Irão abandona compromissos do acordo nuclear de 2015

Segundo um comunicado divulgado pela televisão estatal, Teerão vai deixar de cumprir qualquer limite ao enriquecimento de urânio, ainda que esteja disponível para continuar a cooperar com o órgão de controlo nuclear da ONU.
Irão abandona compromissos do acordo nuclear de 2015
Reuters
Rita Faria 05 de janeiro de 2020 às 19:19

O Irão anunciou este domingo, 5 de janeiro, que vai reverter os seus compromissos relativos ao enriquecimento de urânio estabelecidos no âmbito do acordo nuclear de 2015 com seis potências internacionais.

De acordo com a televisão estatal, o país vai deixar de cumprir qualquer limite ao enriquecimento de urânio, ainda que esteja disponível para continuar a cooperar com o órgão de controlo nuclear da ONU.

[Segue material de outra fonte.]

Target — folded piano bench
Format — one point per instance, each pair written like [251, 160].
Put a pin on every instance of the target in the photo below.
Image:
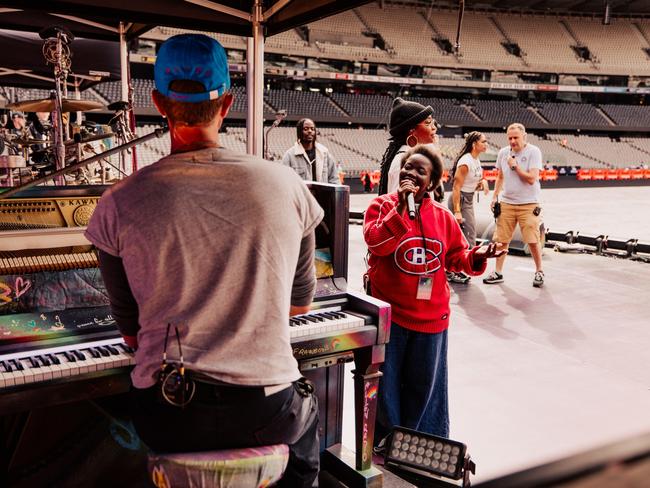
[228, 468]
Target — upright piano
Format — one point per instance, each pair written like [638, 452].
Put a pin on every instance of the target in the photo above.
[59, 343]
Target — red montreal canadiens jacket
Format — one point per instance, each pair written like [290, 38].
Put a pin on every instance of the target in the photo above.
[397, 260]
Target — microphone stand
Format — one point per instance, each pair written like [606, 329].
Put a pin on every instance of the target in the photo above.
[56, 51]
[279, 117]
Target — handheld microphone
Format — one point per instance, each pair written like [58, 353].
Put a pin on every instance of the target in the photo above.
[410, 204]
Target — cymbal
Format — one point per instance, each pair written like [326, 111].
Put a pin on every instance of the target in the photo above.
[29, 142]
[47, 105]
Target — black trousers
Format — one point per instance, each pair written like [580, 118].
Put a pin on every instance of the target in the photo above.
[227, 417]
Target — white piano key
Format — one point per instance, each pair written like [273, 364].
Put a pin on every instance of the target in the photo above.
[328, 325]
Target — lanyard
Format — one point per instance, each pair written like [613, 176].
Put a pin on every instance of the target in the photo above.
[424, 239]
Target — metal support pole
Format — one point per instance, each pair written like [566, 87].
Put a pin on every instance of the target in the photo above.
[124, 61]
[124, 79]
[255, 83]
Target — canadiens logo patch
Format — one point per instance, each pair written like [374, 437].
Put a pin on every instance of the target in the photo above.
[412, 257]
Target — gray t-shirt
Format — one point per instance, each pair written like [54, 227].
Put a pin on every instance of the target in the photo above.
[515, 190]
[210, 241]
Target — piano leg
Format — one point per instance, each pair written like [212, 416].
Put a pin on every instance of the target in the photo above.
[366, 386]
[12, 427]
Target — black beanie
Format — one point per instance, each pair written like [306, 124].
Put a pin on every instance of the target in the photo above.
[406, 115]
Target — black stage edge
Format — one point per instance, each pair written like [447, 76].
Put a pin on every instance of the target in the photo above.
[625, 463]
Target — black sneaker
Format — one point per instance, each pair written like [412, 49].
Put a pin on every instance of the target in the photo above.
[493, 278]
[538, 281]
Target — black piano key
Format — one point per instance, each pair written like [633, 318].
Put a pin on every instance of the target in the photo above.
[54, 359]
[125, 348]
[103, 351]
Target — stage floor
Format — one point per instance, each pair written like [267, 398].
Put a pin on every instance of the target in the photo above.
[539, 374]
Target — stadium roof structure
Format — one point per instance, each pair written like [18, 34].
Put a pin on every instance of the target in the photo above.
[617, 8]
[98, 19]
[127, 19]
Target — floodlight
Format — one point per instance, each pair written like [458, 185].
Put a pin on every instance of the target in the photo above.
[421, 452]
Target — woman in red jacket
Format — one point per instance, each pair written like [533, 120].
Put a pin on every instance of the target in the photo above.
[407, 263]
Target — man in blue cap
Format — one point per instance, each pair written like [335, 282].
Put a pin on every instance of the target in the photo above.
[199, 262]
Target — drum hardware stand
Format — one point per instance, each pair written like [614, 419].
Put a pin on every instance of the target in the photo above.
[102, 162]
[82, 164]
[56, 51]
[122, 129]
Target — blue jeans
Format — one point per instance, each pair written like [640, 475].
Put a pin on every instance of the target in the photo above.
[413, 388]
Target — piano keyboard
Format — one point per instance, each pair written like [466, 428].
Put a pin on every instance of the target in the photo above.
[64, 361]
[330, 321]
[51, 262]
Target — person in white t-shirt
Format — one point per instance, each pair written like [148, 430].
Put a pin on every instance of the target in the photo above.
[467, 177]
[518, 168]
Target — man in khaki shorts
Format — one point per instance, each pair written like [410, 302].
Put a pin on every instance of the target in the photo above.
[519, 165]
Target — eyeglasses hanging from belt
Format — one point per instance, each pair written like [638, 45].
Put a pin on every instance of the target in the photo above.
[176, 387]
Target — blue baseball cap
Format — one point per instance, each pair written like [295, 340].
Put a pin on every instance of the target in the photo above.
[193, 57]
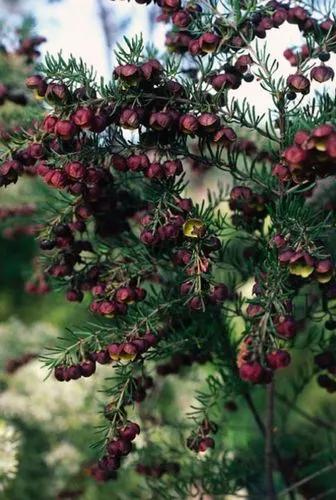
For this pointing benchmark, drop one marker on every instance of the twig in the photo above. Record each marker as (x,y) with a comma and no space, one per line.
(269,442)
(261,427)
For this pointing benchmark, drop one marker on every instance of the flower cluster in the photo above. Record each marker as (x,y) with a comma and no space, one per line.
(116,449)
(200,440)
(312,155)
(303,263)
(252,368)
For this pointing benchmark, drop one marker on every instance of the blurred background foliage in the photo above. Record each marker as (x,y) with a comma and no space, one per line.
(45,427)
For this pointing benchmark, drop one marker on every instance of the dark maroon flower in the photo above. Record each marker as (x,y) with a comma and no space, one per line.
(188,124)
(251,372)
(278,359)
(162,120)
(298,83)
(65,129)
(286,326)
(181,19)
(82,117)
(129,119)
(87,368)
(208,123)
(322,73)
(75,170)
(209,42)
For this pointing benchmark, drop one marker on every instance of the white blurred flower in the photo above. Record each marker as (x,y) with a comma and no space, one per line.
(65,460)
(9,445)
(57,406)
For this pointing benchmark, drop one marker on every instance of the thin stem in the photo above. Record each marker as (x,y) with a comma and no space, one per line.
(269,442)
(260,424)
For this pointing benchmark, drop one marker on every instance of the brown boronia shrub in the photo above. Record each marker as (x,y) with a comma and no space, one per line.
(165,277)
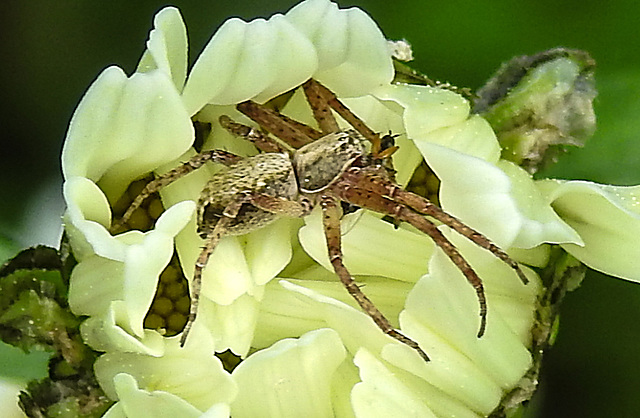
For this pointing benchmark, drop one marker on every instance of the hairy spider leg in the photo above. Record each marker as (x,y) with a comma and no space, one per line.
(370,179)
(294,135)
(260,200)
(261,141)
(331,221)
(195,162)
(211,242)
(320,97)
(346,189)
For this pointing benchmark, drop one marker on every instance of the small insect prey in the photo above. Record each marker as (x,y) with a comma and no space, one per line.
(307,167)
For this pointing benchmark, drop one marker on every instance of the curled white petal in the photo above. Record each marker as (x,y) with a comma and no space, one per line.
(607,218)
(352,51)
(263,58)
(425,108)
(134,402)
(125,127)
(244,60)
(291,378)
(167,47)
(540,223)
(477,192)
(383,394)
(191,373)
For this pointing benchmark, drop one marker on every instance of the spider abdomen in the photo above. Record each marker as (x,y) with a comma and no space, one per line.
(269,174)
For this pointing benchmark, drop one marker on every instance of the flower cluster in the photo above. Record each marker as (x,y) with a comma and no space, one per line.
(270,296)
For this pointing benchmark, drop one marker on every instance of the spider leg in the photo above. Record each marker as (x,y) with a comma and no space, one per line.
(273,122)
(331,222)
(262,141)
(195,162)
(425,207)
(260,200)
(377,184)
(320,108)
(382,204)
(317,93)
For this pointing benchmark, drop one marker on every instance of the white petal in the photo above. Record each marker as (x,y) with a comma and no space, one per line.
(540,223)
(88,215)
(167,47)
(231,326)
(445,304)
(425,108)
(244,60)
(607,218)
(371,246)
(352,51)
(191,373)
(137,403)
(102,332)
(125,127)
(291,378)
(473,137)
(381,393)
(475,191)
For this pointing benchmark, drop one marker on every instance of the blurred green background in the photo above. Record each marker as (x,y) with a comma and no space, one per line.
(52,51)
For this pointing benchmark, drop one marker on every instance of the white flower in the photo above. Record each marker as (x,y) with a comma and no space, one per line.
(319,355)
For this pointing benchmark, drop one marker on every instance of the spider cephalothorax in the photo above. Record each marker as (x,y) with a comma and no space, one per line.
(305,168)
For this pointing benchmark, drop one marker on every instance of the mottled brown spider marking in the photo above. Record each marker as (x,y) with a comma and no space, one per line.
(324,168)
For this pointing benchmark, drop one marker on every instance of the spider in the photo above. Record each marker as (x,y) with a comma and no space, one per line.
(304,168)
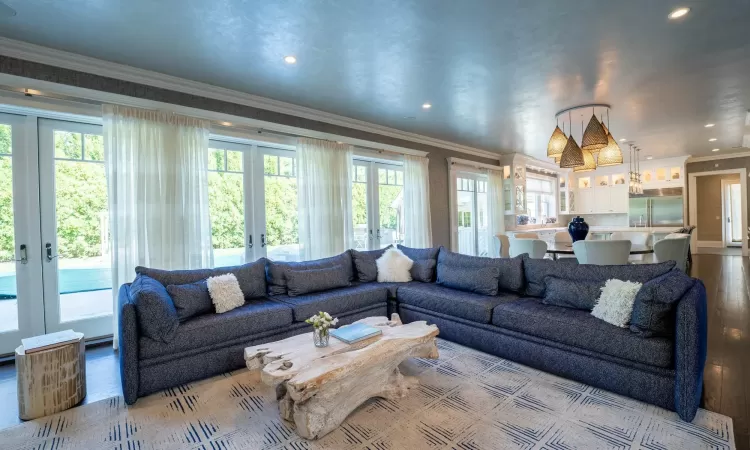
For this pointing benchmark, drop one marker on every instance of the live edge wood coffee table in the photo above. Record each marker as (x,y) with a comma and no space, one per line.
(317,388)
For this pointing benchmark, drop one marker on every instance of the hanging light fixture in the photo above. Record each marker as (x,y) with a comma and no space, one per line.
(572,155)
(611,155)
(557,142)
(594,138)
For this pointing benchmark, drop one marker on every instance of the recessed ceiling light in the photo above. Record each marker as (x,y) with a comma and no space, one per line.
(679,12)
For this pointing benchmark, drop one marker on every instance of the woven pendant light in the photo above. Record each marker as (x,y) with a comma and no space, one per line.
(589,163)
(594,138)
(611,155)
(557,143)
(572,155)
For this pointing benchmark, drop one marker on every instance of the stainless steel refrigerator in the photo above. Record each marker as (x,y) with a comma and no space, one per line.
(656,208)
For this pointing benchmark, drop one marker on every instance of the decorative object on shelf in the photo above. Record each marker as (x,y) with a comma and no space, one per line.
(321,323)
(578,229)
(635,186)
(598,146)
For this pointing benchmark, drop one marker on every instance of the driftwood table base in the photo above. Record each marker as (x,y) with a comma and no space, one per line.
(317,388)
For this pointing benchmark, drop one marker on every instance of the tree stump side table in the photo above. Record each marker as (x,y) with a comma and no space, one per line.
(51,380)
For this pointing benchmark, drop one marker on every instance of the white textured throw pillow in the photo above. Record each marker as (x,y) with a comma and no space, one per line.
(394,266)
(615,305)
(225,292)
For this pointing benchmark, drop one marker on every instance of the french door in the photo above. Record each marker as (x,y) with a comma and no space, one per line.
(377,204)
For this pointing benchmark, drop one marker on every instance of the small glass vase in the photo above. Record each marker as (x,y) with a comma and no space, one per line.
(320,337)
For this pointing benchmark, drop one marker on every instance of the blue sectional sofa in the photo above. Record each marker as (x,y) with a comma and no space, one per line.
(536,312)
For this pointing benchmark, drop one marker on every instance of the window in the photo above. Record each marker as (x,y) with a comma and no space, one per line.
(540,200)
(226,204)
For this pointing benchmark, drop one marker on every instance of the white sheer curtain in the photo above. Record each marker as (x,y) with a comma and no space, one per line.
(416,209)
(495,210)
(157,180)
(324,197)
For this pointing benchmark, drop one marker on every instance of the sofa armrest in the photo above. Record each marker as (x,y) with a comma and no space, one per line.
(690,351)
(127,329)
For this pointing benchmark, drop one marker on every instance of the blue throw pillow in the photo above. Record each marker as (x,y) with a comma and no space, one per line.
(250,276)
(157,317)
(510,270)
(364,263)
(191,299)
(576,294)
(480,280)
(300,282)
(656,304)
(276,270)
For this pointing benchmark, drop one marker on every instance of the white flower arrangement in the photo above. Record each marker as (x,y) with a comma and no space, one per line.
(322,321)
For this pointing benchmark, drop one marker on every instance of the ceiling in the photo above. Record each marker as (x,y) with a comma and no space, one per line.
(495,71)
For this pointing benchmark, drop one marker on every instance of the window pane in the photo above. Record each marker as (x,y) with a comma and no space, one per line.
(282,237)
(287,167)
(227,212)
(68,145)
(234,161)
(270,165)
(215,159)
(94,147)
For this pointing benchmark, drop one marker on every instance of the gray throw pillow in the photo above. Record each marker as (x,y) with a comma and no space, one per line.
(656,304)
(576,294)
(480,280)
(191,299)
(250,276)
(157,317)
(300,282)
(365,265)
(425,262)
(510,269)
(276,270)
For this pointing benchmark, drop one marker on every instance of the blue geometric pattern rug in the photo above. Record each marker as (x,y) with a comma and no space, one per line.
(466,400)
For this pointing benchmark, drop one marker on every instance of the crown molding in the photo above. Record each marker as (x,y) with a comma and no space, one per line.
(73,61)
(744,154)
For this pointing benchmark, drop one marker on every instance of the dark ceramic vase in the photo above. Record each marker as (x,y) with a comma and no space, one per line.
(578,229)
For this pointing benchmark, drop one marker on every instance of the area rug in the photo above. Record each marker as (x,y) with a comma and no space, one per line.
(467,400)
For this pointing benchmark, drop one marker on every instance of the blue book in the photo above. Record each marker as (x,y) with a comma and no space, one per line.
(355,332)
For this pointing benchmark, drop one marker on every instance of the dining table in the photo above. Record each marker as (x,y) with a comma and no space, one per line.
(566,248)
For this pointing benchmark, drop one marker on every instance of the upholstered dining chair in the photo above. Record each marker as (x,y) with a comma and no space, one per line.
(536,248)
(504,245)
(603,253)
(674,247)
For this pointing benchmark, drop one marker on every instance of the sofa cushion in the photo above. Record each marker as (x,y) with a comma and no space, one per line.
(425,262)
(157,316)
(480,280)
(536,270)
(275,270)
(580,329)
(656,303)
(255,316)
(250,276)
(511,269)
(305,281)
(578,294)
(365,264)
(190,299)
(336,301)
(466,305)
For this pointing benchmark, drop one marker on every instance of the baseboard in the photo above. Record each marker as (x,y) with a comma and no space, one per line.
(712,244)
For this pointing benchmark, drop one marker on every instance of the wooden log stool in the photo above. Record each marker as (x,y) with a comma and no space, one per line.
(50,381)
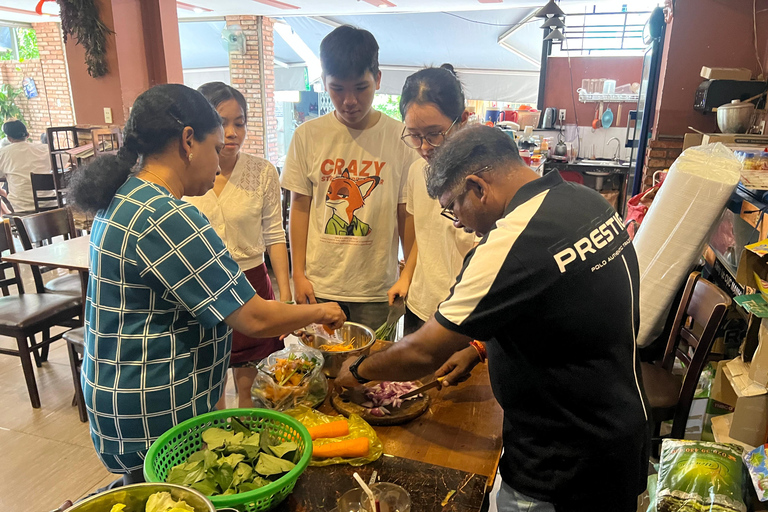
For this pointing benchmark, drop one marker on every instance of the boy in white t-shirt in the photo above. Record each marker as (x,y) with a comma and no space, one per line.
(347,173)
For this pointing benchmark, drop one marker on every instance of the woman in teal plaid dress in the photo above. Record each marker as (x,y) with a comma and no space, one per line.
(164,293)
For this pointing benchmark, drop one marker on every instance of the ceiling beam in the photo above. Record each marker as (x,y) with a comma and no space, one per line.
(276,3)
(504,72)
(193,8)
(326,21)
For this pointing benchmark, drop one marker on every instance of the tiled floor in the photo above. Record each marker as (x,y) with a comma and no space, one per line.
(46,454)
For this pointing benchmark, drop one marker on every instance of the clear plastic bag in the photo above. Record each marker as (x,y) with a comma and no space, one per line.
(677,226)
(279,391)
(358,427)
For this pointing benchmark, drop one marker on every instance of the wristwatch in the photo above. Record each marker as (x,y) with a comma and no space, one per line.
(353,370)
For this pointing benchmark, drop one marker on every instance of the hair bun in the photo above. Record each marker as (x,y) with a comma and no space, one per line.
(449,67)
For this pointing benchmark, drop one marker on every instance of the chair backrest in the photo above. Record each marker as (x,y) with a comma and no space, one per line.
(40,229)
(6,244)
(698,317)
(44,192)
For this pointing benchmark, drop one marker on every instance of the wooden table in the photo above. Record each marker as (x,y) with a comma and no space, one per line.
(72,254)
(454,446)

"O Irão continuará o seu enriquecimento nuclear sem limitações e com base nas suas necessidades técnicas", anuncia um comunicado citado pela televisão estatal.

Desde que os Estados Unidos decidiram abandonar o acordo nuclear, em 2018, e voltar a impor sanções sobre o Irão, Teerão tem repetidamente violado os limites do pacto no que respeita às suas atividades nucleares - o acordo estabelece um teto de 3,67% para os níveis de enriquecimento de urânio, e Teerão tem ficado em torno dos 4,5% nos últimos meses - mas nunca, até agora, o país havia anunciado que deixaria de cumprir os seus compromissos.

A retirada dos Estados Unidos e consequente reimposição das sanções desencadeou uma forte deterioração das relações entre Washington e Teerão, e desde então a Europa tem tentado salvar o acordo. No entanto, Teerão tem dito repetidamente que não está a ser feito o suficiente para garantir a permanência do Irão e a prossecução dos seus compromissos.

Já era esperado que o país se pronunciasse esta semana sobre o acordo, mas a decisão conhecida este domingo coincide com a escalada da tensão com os Estados Unidos, depois do ataque levado a cabo por Washington, na sexta-feira, que resultou na morte do general Qassem Soleimani, perto do aeroporto de Bagdade.